The authors are then able to train word sense vectors (distinct from the gloss vectors) by modifying the skip-gram objective. These word sense vectors are then used for similarity tasks and not for word sense disambiguation. It seems to me that it would have been simpler to annotate word occurrences in the corpus with the senses than to modify the objective.
Evaluation is performed for coarse-grained WSD (i.e. disambiguating homographs).

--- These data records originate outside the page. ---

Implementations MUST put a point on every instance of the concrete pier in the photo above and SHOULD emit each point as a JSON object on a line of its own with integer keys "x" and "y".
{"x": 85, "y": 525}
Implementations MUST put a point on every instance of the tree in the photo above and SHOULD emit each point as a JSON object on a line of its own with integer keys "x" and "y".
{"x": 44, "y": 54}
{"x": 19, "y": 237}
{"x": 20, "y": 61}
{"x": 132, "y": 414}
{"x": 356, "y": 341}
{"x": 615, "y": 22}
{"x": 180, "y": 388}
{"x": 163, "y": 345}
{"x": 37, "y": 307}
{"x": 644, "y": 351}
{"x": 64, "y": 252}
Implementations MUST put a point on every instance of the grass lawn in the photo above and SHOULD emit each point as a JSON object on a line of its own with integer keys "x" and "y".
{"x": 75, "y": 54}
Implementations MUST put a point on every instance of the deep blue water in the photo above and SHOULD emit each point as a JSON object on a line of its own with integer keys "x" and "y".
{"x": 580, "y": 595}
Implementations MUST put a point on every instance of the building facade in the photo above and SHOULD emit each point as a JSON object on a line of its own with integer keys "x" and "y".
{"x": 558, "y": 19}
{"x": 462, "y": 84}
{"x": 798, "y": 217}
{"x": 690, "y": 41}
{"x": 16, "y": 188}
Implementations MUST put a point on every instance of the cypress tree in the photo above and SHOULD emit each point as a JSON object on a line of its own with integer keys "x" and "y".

Independence assumptions in iterative word sense disambiguation
The authors disambiguate the senses of a words one word at a time, based upon the disambiguation that has already taken place. Two different strategies are considered for choosing the order in which to disambiguate the words in a context. These strategic approaches make a problematic independence assumption – that the sense of the word to be disambiguated is independent of the senses of the words not yet disambiguated. I haven’t read many WSD papers – I suspect these independence assumptions aren’t particular to the approach of the authors.